03Which is safer — STOK or AAPL?
By beta (market sensitivity over 5 years), Stoke Therapeutics, Inc. (STOK) is the lower-risk stock at 0.80β versus Apple Inc.'s 1.28β — meaning AAPL is approximately 59% more volatile than STOK relative to the S&P 500. On balance sheet safety, Stoke Therapeutics, Inc. (STOK) carries a lower debt/equity ratio of 1% versus 167% for Apple Inc. — giving it more financial flexibility in a downturn.
04Which has better profit margins — STOK or AAPL?

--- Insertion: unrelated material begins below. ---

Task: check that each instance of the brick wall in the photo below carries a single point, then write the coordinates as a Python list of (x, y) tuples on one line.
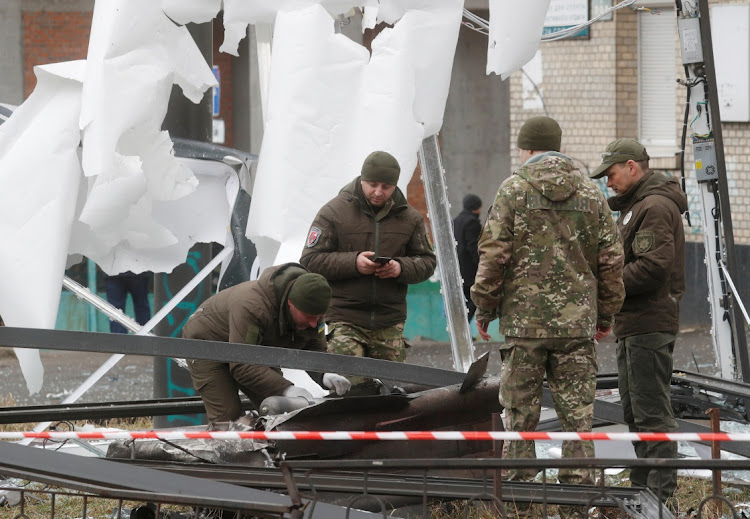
[(578, 86), (51, 37), (590, 86)]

Apple Inc. (AAPL) is the more profitable company, earning 26.9% net margin versus -243.4% for Stoke Therapeutics, Inc. — meaning it keeps 26.9% of every revenue dollar as bottom-line profit. Operating margin tells a similar story: AAPL leads at 32.0% versus -277.3% for STOK. At the gross margin level — before operating expenses — STOK leads at 100.0%, reflecting greater pricing power or product mix advantage. Stronger margins indicate durable pricing power, lower cost of revenue, or higher mix of software/services. They are one of the clearest signs of business quality.
05Is STOK or AAPL more undervalued right now?
Analyst consensus price targets imply the most upside for STOK: 17.4% to $42.75.
06Which pays a better dividend — STOK or AAPL?
In this comparison, AAPL (0.4% yield) pays a dividend. STOK does not pay a meaningful dividend and should not be held primarily for income.
07Is STOK or AAPL better for a retirement portfolio?
For long-horizon retirement investors, Apple Inc. (AAPL) is the stronger choice — it scores higher on the combination of lower volatility, dividend reliability, and long-term compounding (low volatility (β 1.28), +1027% 10Y return). Both have compounded well over 10 years (AAPL: +1027%, STOK: +42.4%), confirming both are viable long-term holds — but the lower-volatility option typically results in less emotional selling during corrections. Retirement portfolios generally favour predictability over maximum returns. Consult a financial advisor before making allocation decisions.
08What are the main differences between STOK and AAPL?
These companies operate in different sectors (STOK (Healthcare) and AAPL (Technology)), which means they face different economic cycles, regulatory environments, and macro sensitivities — making direct comparison nuanced. These fundamental differences mean investors should not choose between them on a single metric — the "better stock" depends entirely on which of these characteristics aligns with your investment strategy.